Researchers are evaluating the effectiveness and safety of sonrotoclax combined with zanubrutinib compared to zanubrutinib with a placebo in adults who have relapsed or refractory mantle cell lymphoma (MCL), a type of B cell lymphoma. This phase 3 study aims to understand how well these treatments work in patients who have already undergone previous therapies and have measurable disease. The study is sponsored by BeOne Medicines, previously known as BeiGene. Participants will receive either sonrotoclax plus zanubrutinib or zanubrutinib plus placebo, with all drugs administered orally. The treatments will be given in a double-blind, randomized manner across multiple centers. The study focuses on comparing the progression-free survival of participants over approximately 41 months, as assessed by an independent review committee. During the study, participants will be closely monitored for disease progression and safety outcomes. Assessments will include confirmation of diagnosis through tumor tissue analysis, evaluation of measurable disease lesions, and ongoing monitoring of organ function and performance status. The study duration and follow-up will allow researchers to assess long-term treatment effects and safety in the target adult population with relapsed or refractory MCL.

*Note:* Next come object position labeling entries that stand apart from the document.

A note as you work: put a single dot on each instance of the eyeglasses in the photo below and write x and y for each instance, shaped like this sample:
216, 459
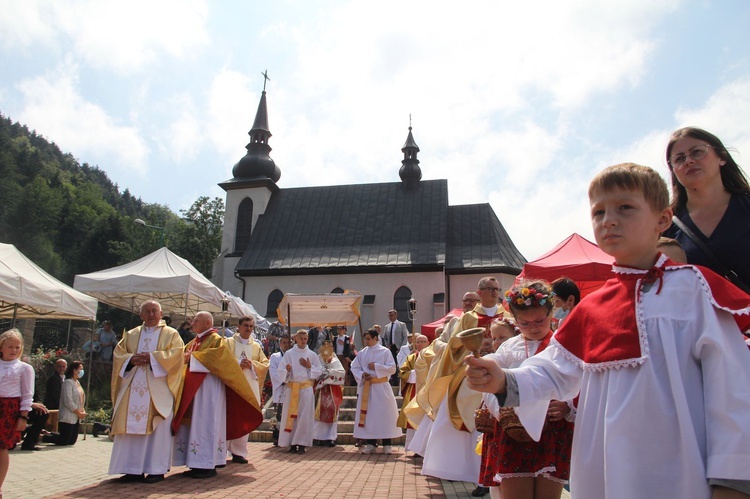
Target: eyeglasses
536, 323
698, 152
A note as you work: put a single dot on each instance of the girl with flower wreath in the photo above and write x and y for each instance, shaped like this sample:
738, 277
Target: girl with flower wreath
528, 469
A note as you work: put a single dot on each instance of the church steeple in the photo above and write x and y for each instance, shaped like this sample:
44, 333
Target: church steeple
410, 172
257, 163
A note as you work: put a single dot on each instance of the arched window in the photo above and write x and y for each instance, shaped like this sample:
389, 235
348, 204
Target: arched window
401, 305
274, 298
244, 225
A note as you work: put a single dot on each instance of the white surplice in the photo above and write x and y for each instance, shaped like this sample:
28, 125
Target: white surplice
137, 452
302, 431
203, 443
278, 379
662, 428
382, 409
243, 349
334, 374
450, 454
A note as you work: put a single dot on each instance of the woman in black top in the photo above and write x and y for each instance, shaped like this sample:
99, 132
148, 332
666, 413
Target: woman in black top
711, 196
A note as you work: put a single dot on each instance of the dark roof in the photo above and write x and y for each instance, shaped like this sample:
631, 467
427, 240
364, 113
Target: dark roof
477, 240
346, 227
375, 228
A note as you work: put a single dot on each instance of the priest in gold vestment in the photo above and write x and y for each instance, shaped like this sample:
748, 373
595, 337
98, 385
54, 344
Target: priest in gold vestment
147, 366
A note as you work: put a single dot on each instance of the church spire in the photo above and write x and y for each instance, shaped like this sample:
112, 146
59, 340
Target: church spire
257, 163
410, 172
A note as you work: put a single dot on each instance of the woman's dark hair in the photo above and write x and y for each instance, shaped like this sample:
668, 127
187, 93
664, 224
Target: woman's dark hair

Researchers are evaluating the effectiveness, safety, and tolerability of remibrutinib compared to a placebo in adults with Generalized Myasthenia Gravis (gMG) who are already receiving stable standard-of-care treatment. This Phase III study is randomized, double-blind, placebo-controlled, and involves multiple centers. The study aims to provide new insights into treatment options for people living with gMG. Participants will be randomly assigned in equal numbers to receive either remibrutinib or a placebo during the Core Part, which lasts 6 months and is double-blinded. After this, there is an Extension Part lasting up to 60 months where all participants may receive open-label remibrutinib. The study treatments are administered according to the study protocol, and the trial compares the active drug with placebo to monitor their effects. During the study, participants will be assessed regularly, including measuring changes in their daily living activities affected by myasthenia gravis over six months. Researchers will monitor safety, tolerability, and adherence to treatment. The total participation can extend up to 66 months, including the core and extension periods, with ongoing evaluations and safety follow-up to understand the long-term effects of remibrutinib.

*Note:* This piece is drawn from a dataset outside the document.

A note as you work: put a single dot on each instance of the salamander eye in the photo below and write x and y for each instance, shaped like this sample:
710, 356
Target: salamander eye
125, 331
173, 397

Researchers are evaluating the safety and effectiveness of nipocalimab compared to a placebo in adults with chronic inflammatory demyelinating polyneuropathy (CIDP) who initially respond to nipocalimab. This Phase 2/3 study focuses on delaying disease relapse in this patient group, based on diagnosis criteria from the European Academy of Neurology/Peripheral Nerve Society (EAN/PNS) 2021. Participants are adults diagnosed with progressing or relapsing forms of CIDP and with active disease as indicated by specific disability scores. Participants will receive either nipocalimab or a placebo, both administered intravenously. The study is designed as a randomized, double-blind, placebo-controlled trial with multiple stages, including a withdrawal phase to observe the time to first relapse over up to 52 weeks. Nipocalimab dosing details and treatment schedules are managed to compare its effects against placebo in maintaining disease control. During the study, participants will undergo regular assessments to monitor their condition and response to treatment. Researchers will track the time until a relapse event occurs, alongside safety monitoring. Eligibility is confirmed by disability scoring and disease activity evaluations. The study includes ongoing evaluation of participant health and safety, ensuring comprehensive data collection over the treatment and observation periods.